Tous les enfants de Geneviève Savard ont maintenant quitté l’Isle.  Marie Anne, David Louis Dominique, Félicité Sophie, Dominique Isaïe et Marie Geneviève colonisent la Malbaye alors que leurs enfants coloniseront le Saguenay et le lac Saint-Jean.  Comme on l’a vu, les deux autres, François et Joseph Sébastien habitent la rive sud du grand fleuve à Sainte-Anne-de-la-Pocatière et Saint-Roch-des-Aulnaies.

Un événement important pour ma lignée des Harvay survient au cours de l’été 1802.  Marie Anne Tremblay (1774-1840), qui aura vingt-huit ans en août, jette son dévolu sur le jeune Joseph, mon ancêtre qui lui en a dix-neuf.  Dominique à l’âge de soixante-six ans laisse donc l’aîné de sa deuxième couche, Joseph prendre en main sa terre alors que ce dernier épouse Marie Anne, le 15 novembre de la même année.

L’année 1803 débute bien tristement pour « la  grande Madeleine », le 18 janvier sa mère, Marie Madeleine Boissonneau dit Saint-Onge décède[21].  Marie Magdeleine étant l’aînée de ce deuxième lit de son père, elle voit aux obsèques.

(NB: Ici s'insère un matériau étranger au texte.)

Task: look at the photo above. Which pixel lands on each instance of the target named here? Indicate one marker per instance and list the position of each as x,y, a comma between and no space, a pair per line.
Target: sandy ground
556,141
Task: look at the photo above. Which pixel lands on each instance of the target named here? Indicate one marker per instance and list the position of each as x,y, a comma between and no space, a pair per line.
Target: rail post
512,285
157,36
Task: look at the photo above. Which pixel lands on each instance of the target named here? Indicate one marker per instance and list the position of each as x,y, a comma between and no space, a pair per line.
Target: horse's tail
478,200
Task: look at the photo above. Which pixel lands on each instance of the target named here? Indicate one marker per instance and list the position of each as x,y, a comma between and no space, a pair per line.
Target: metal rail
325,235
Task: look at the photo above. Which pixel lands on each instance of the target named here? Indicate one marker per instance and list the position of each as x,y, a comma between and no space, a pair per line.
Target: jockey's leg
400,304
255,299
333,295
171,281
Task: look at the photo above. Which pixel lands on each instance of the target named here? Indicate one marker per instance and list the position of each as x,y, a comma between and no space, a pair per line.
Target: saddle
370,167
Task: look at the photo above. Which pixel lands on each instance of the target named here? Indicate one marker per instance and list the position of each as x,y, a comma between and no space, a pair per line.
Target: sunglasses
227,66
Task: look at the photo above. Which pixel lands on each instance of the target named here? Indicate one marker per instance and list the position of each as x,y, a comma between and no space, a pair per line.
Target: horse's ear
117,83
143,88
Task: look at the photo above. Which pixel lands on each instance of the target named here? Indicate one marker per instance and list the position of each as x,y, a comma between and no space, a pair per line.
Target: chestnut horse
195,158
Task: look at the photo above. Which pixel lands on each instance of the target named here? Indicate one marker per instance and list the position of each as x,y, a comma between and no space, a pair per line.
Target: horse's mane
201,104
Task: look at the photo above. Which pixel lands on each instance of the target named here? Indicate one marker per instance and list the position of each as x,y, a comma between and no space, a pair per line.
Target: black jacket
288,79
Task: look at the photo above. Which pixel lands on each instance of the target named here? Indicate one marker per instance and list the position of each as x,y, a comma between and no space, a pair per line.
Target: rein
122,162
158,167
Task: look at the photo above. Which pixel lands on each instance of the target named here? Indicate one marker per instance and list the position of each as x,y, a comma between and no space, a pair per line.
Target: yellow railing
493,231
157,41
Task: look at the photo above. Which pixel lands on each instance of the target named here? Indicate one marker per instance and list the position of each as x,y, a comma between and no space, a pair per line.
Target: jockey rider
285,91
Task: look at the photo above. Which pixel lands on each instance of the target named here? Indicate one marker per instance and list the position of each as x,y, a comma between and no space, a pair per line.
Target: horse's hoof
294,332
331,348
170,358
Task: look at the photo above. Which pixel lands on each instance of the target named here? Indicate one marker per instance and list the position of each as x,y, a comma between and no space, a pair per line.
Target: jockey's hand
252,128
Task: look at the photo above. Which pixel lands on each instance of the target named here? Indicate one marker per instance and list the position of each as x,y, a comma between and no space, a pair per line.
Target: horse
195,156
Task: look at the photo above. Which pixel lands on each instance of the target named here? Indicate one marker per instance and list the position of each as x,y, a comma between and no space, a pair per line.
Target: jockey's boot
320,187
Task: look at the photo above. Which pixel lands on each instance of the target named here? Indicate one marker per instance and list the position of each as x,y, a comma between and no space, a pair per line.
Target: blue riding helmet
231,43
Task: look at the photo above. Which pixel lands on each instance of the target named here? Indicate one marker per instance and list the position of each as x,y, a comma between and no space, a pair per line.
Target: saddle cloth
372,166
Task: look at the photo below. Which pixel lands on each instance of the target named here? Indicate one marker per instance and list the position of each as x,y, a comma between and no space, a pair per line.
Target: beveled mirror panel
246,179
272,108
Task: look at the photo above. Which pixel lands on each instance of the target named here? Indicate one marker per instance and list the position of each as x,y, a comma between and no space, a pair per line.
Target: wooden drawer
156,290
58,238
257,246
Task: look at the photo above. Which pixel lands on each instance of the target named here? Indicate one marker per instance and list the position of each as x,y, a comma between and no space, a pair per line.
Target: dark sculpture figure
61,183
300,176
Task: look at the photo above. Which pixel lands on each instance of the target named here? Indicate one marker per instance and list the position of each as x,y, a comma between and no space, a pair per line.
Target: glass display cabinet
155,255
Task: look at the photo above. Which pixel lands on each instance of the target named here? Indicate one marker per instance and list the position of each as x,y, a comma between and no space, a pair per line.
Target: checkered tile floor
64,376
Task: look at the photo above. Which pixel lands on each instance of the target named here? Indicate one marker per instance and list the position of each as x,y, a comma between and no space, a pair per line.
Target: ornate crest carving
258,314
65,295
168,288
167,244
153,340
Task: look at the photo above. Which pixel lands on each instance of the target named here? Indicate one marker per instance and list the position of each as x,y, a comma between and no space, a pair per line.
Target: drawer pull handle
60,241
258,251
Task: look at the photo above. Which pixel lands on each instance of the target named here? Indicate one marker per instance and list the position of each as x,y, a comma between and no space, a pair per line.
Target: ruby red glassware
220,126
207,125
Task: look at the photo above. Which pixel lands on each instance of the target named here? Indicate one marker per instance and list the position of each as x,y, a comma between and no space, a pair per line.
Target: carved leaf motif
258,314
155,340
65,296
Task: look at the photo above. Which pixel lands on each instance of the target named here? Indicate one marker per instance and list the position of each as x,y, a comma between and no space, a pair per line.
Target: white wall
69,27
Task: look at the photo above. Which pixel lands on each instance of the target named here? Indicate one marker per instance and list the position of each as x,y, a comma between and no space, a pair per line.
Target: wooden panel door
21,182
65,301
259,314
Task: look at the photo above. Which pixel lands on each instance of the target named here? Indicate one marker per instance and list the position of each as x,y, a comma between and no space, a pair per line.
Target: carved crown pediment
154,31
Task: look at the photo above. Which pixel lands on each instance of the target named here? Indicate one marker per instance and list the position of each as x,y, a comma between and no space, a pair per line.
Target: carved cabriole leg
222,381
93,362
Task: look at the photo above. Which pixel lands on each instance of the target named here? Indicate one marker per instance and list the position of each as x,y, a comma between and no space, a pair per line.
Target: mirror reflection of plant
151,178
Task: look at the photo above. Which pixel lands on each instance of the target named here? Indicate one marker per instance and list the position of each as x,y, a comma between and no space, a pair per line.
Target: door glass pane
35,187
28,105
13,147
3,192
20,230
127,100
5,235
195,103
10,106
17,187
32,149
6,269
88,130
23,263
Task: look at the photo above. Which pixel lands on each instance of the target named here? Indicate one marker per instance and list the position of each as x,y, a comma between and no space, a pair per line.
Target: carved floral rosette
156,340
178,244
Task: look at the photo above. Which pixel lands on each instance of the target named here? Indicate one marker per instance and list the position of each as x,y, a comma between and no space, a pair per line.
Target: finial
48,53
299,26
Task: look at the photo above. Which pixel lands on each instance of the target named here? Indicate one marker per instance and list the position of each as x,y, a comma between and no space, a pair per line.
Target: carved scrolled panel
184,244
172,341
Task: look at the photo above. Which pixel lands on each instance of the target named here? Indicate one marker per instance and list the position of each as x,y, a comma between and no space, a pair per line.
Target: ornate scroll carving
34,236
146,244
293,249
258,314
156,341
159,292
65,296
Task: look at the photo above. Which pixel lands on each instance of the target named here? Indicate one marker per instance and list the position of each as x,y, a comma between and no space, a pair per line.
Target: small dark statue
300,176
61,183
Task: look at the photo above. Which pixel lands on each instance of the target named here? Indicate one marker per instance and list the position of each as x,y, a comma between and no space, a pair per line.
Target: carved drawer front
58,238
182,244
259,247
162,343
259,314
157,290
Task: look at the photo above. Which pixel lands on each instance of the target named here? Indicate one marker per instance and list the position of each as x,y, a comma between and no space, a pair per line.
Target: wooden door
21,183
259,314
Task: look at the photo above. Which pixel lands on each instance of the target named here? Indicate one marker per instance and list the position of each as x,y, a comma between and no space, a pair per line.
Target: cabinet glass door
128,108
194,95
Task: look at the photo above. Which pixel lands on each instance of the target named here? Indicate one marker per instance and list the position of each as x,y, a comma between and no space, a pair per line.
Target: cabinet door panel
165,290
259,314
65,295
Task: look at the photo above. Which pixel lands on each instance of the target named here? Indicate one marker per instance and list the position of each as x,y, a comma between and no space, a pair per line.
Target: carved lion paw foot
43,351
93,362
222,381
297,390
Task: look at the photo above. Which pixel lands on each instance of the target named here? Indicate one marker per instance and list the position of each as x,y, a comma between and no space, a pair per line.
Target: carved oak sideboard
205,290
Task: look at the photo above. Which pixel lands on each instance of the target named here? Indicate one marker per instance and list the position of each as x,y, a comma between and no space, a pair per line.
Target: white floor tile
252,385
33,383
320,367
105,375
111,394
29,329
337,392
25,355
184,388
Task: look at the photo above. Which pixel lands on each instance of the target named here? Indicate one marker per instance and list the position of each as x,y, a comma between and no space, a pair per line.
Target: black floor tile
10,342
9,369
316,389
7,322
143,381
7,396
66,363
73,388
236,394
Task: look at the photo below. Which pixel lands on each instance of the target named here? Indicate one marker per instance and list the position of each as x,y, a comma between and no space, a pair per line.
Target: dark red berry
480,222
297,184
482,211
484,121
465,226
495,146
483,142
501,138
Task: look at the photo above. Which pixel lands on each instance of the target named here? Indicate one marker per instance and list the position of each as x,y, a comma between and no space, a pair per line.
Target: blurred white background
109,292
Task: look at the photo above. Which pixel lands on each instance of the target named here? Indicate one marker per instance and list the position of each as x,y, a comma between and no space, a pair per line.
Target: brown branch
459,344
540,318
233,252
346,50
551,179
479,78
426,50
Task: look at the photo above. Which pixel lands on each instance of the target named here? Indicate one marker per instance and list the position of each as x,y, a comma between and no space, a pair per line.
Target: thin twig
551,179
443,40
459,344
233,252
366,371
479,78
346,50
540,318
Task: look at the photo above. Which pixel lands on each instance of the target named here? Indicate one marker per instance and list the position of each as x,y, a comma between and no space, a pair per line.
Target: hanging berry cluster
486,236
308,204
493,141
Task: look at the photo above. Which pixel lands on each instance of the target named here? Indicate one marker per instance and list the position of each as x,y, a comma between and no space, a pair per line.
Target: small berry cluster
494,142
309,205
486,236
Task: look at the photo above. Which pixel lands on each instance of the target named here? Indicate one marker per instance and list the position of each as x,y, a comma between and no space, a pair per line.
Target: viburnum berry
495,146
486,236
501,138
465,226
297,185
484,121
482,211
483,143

Quatre mois plus tard, Dominique et Marie Magdeleine seront de la fête pour le mariage de Marie-Victoire Perron (1775-1850) et Michel Leclerc (1776-1839) où l’ancêtre est témoin[22].  Marie-Victoire est la belle-sœur de Dominique Isaïe, le fils de Dominique qui s’est uni à Marie Madeleine Perron en 1797.  Marie-Victoire épouse le fils d’un pilote, Pierre Leclerc (1729-1796) de son vivant confrère de Dominique, qui s’était établi comme emplacitaires à l’Isle.

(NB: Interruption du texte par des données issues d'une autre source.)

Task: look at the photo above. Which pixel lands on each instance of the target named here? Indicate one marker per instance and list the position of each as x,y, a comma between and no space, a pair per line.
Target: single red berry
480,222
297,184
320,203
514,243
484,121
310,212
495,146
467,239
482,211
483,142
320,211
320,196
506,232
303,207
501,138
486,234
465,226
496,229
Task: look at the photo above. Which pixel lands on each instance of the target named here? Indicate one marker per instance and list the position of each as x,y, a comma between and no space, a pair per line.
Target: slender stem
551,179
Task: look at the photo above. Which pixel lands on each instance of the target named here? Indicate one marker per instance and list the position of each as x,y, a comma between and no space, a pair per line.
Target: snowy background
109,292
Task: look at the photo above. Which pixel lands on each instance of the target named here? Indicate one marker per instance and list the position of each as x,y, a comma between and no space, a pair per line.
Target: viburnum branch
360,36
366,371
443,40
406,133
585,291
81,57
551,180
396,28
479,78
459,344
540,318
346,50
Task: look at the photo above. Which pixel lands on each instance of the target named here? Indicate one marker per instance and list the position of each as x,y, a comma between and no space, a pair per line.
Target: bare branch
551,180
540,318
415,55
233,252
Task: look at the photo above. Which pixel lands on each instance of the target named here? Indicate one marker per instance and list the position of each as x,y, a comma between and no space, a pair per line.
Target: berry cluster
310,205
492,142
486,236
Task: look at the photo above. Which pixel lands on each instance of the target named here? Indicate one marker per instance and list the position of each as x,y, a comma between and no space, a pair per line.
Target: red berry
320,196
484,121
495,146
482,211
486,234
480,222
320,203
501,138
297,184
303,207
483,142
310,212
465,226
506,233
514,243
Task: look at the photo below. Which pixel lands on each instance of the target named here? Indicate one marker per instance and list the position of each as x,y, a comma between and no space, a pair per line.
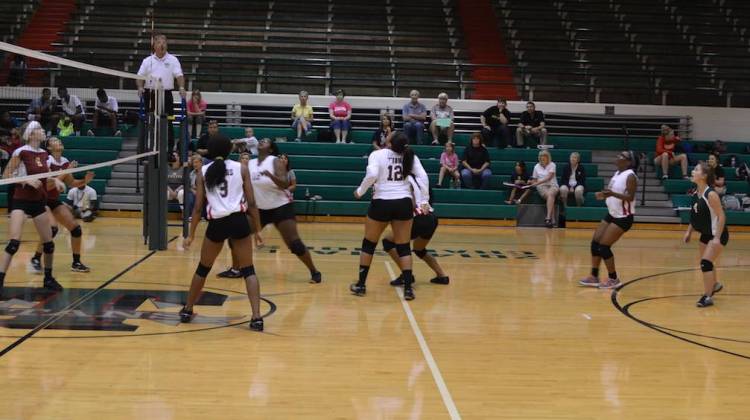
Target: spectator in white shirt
248,144
84,202
545,181
105,109
72,108
442,120
165,68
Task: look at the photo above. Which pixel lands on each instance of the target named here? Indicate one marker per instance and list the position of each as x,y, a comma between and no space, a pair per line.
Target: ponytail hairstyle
400,145
219,148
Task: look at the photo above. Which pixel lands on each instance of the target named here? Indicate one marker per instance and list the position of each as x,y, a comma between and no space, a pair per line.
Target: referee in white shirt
163,66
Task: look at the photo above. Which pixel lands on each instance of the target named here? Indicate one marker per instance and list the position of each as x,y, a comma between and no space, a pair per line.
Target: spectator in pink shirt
341,114
196,113
449,165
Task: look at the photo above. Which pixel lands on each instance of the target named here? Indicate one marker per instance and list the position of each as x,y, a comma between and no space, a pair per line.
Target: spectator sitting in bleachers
105,108
545,181
248,144
531,128
573,180
71,107
720,184
442,120
84,203
302,116
381,138
666,154
196,114
42,110
341,114
519,178
414,115
496,124
449,165
476,171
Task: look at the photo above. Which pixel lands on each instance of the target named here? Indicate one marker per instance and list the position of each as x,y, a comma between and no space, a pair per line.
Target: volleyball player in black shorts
422,230
707,217
225,188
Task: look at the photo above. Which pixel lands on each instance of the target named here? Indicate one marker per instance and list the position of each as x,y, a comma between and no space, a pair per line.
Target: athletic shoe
408,293
79,268
610,284
36,265
704,301
230,273
316,277
589,281
717,288
52,284
185,315
440,280
256,324
358,290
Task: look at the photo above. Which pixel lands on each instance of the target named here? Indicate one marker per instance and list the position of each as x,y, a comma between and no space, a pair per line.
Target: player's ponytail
218,149
400,145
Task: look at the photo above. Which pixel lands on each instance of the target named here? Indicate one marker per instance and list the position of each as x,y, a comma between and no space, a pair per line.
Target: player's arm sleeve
370,176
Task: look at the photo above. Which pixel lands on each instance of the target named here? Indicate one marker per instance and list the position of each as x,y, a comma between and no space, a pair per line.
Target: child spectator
449,165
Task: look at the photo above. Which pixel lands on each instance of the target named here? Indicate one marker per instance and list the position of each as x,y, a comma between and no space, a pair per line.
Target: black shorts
53,204
277,215
625,223
707,237
424,226
388,210
234,226
31,208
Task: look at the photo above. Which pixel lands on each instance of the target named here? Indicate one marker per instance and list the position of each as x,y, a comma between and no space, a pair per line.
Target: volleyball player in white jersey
707,217
388,171
620,197
224,187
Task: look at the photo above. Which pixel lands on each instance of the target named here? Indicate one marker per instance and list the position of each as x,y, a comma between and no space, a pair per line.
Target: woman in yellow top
302,117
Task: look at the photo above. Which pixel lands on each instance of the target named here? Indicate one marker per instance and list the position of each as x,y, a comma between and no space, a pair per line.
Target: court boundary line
450,405
51,320
625,311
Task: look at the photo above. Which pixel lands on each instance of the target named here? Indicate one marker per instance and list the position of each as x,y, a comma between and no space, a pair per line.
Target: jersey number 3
395,173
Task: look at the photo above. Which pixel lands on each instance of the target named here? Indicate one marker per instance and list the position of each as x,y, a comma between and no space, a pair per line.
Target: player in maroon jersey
29,199
61,213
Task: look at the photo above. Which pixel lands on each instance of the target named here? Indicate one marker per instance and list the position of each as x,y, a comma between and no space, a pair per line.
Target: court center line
51,320
439,381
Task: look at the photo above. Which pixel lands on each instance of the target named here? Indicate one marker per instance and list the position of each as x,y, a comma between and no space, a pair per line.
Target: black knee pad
403,250
202,270
48,247
12,246
247,271
298,248
368,247
605,252
595,249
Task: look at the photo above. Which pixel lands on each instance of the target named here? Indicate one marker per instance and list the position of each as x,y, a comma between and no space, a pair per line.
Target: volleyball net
104,125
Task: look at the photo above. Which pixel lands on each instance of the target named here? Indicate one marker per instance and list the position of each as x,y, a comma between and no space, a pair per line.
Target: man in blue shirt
414,115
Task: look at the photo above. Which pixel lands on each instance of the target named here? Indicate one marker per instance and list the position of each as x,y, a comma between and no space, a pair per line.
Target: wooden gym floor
512,336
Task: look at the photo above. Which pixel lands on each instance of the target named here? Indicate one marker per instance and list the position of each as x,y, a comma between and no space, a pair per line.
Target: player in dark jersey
707,217
60,212
422,230
29,199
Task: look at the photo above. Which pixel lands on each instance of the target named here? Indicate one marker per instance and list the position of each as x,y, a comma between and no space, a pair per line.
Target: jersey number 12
395,173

Héritage français, les fonctions de grand voyer, voyer et sous-voyer se perpétuèrent longtemps après la Conquête.  En 1796, la loi de la voirie divisa la province du Bas-Canada en trois districts : Montréal, Québec et Trois-Rivières.  D’après cette loi, le grand voyer de chaque district était assisté dans chaque paroisse ou seigneurie d’un inspecteur nommé par lui pour deux ans.  Les paroisses à leurs tours subdivisées et administrées par un sous-voyer élu pour deux ans par les censitaires.  Dominique devait être fier d’apprendre que son fils David Louis Dominique fut ainsi élu sous-voyer pour la Malbaye en 1803 et en 1804.   C’est lui qui était chargé de voir à la construction et l’entretien des routes, qui voyait à l’exécution des ordres du grand voyer et punissait ceux qui y contrevenaient par négligence ou autrement[23].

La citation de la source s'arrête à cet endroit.